As coincidence will have it AlterNet has a piece about a former American military man and private contractor captured in Iraq by the US on the alleged grounds of "aiding terrorists" - and subjected to all the sort of "punishment" we know all too well the US and Brits undertake.
"A year ago, Donald Vance learned what its like to be falsely accused by the U.S. military of aiding terrorists. He was held without charge for more than three months in a high-security prison in Iraq, and interrogated daily after sleepless nights without legal counsel or even a phone call to his family.
On Wednesday, the former private security contractor was honored for his ordeal in Washington and for speaking out against the incident. At a luncheon at the National Press Club, Vance received the Ridenhour Prize for Truth-Telling, an award named in memory of Army helicopter gunner Ron Ridenhour who struggled to bring the horrific mass murders at My Lai to the attention of Congress and the Pentagon during the Vietnam War.
Vance was joined by former president Jimmy Carter, who won a lifetime achievement award, and journalist Rajiv Chandrasekaran of The Washington Post who was recognised for his recent book, "Emerald City: Inside Iraq's Green Zone".

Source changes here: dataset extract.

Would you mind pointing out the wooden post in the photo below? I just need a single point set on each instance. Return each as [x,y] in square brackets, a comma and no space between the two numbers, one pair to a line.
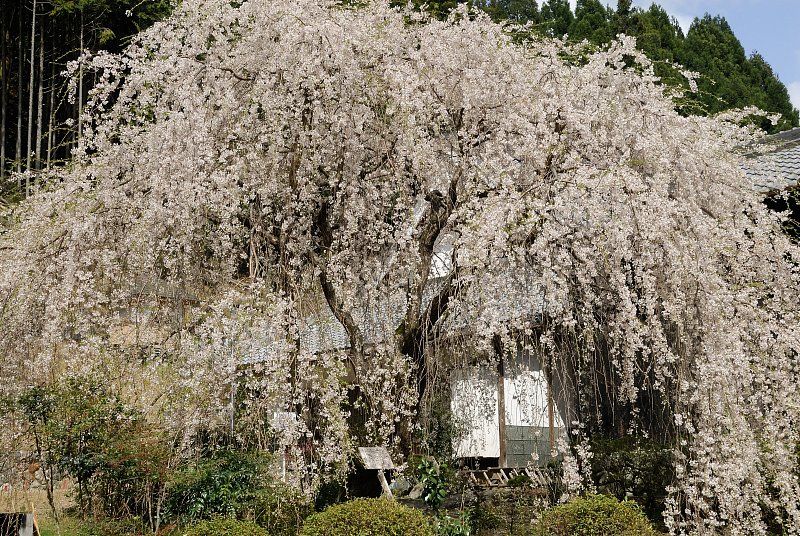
[550,410]
[501,403]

As hundreds at the luncheon finished their lobster salad, Vance, a two-time George W. Bush voter and Navy veteran, recounted the events of his imprisonment and the grief of his fiancé and family. They did not know if he was alive or dead, he said. They were already making inquiries to the U.S. State Department on how to ship his body home.
He then drew a wider circle around his ordeal to include the countless others who have been held falsely without charge and denied normal legal constitutional protections under law. "My name used to be 200343," Vance said recalling his prisoner ID. "If they can do this to a former Navy man and an American, what is happening to people in facilities all over the world run by the American government?"

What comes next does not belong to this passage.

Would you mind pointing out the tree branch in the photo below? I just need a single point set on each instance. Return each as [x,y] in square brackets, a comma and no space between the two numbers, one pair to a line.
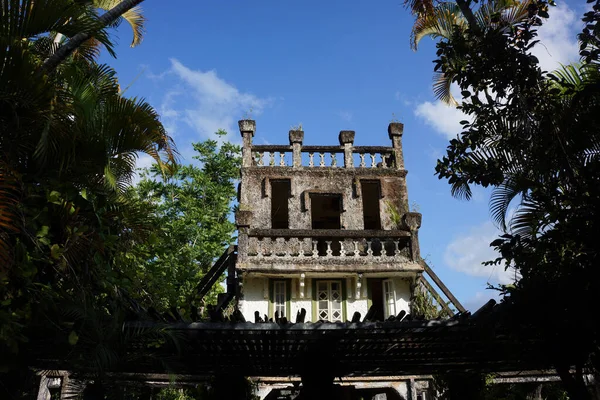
[468,14]
[68,48]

Vance's nightmare began last year on Apr. 15 when he and co-worker Nathan Ertel barricaded themselves in a Baghdad office after their employer, an Iraqi private security firm, took away their ID tags. They feared for their lives because they suspected the company was involved in selling unauthorised guns on the black market and other nefarious activity. A U.S. military squad freed them from the red zone in Baghdad after a friend at the U.S. embassy advised him to call for help."